While juice may seem like a healthy alternative, in many cases even all natural juices contain as much sugar as a soda. Pediatricians recommend giving kids fruit in place of juice. While the fruit also contains sugar, that sugar is bound up with fiber and as a consequence will be absorbed more slowly, impacting your child’s body differently than the juice which, stripped of fiber, results in a large hit of sugar all at once, pediatric endocrinologist Robert Lustig explained in his book Fat Chance: Beating the Odds Against Sugar, Processed Foods. Obesity and Disease.

One of the reasons sugar-sweetened beverages pose such a health challenge is that the body doesn’t recognize the calories and reduce calorie consumption elsewhere. Have a big lunch and you’ll likely eat less at dinner. Drink a soda in the afternoon and you’ll eat the same amount of calories at dinner as you would if you hadn’t had that mid-afternoon soda.

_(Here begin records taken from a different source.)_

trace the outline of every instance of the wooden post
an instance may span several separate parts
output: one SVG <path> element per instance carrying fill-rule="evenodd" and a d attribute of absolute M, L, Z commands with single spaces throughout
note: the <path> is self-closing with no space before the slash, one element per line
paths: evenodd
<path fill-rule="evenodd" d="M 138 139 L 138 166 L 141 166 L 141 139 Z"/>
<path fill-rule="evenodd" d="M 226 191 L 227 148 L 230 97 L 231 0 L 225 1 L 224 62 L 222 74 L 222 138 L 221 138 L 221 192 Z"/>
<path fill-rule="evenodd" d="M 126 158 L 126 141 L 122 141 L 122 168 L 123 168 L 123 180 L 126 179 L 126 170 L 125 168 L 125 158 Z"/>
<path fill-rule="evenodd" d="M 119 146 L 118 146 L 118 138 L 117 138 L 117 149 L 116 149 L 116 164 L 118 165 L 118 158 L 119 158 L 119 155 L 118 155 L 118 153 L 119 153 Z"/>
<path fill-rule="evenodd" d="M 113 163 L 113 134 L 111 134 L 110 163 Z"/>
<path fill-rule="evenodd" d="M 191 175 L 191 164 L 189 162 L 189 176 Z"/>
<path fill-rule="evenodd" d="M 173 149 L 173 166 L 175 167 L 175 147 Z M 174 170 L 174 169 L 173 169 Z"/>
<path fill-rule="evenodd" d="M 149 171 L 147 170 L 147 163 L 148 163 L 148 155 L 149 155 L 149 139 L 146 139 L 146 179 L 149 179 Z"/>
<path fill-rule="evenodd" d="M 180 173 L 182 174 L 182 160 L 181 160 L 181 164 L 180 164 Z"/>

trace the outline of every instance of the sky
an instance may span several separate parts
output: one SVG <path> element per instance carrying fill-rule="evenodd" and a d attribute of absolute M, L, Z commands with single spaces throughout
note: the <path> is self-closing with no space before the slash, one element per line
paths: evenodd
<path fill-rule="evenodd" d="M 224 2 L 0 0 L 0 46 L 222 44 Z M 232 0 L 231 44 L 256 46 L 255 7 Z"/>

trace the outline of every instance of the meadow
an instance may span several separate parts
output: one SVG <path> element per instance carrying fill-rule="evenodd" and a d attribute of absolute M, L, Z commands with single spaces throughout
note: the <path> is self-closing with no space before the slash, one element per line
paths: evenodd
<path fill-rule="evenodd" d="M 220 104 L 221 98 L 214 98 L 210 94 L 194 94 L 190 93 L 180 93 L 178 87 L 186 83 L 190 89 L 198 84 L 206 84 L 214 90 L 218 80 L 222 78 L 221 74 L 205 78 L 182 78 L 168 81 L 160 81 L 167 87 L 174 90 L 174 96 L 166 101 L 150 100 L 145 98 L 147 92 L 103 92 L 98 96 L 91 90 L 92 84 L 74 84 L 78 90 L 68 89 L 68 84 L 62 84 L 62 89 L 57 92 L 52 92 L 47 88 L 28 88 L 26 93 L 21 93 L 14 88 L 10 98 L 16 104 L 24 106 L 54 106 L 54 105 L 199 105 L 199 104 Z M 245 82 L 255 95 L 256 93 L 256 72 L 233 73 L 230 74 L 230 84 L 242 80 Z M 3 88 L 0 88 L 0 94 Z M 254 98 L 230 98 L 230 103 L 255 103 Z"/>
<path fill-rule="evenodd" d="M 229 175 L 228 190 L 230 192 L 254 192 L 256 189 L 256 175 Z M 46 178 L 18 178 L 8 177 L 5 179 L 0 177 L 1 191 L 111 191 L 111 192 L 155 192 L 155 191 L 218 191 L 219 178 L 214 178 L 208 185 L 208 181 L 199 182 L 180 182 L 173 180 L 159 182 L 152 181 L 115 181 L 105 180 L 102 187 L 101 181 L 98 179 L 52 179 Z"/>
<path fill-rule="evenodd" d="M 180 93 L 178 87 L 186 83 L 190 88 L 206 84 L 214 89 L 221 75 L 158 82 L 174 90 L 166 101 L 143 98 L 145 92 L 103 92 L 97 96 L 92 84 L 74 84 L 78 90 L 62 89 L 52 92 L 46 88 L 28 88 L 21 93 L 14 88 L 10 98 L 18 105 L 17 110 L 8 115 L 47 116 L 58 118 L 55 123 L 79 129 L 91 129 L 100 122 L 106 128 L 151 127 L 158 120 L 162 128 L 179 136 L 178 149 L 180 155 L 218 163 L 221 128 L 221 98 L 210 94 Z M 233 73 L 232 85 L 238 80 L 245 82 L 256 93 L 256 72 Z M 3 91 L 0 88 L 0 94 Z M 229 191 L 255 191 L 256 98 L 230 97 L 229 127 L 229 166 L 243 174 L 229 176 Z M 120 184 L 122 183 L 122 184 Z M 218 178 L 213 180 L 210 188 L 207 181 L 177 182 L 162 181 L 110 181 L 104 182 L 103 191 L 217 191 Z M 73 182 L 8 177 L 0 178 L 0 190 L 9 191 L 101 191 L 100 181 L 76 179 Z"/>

As a result, the HSPH points out, drinking just one sugary drink a day can lead to a five pound weight gain over the course of the year.

The American Heart Association offers the following tips for drinking less sugar:

Read nutrition labels. You may be surprised by how much sugar is in a drink marketed as “healthy.” Sunny D, for example, which touts its vitamin C content, has 12 grams of sugar — three teaspoons — in just 8 ounces.

Reduce slowly. Instead of having a whole soda, drink half. Dilute juice with water. Cut back on the amount of sugar in your coffer by a half teaspoon.

Drink more water. Keep a refillable water bottle handy so drinking it becomes a habit. If you’re not fond of the taste, or lack of taste, in water, add slices of fruit. Those who miss the carbonation of soda, can give seltzer a try.

Try new drinks, made at home. Blend a smoothie with frozen fruit, plain yogurt and water or milk. Make hot chocolate with 1 tablespoon of cocoa per cup of milk, a teaspoon of sugar and some vanilla or mint flavoring.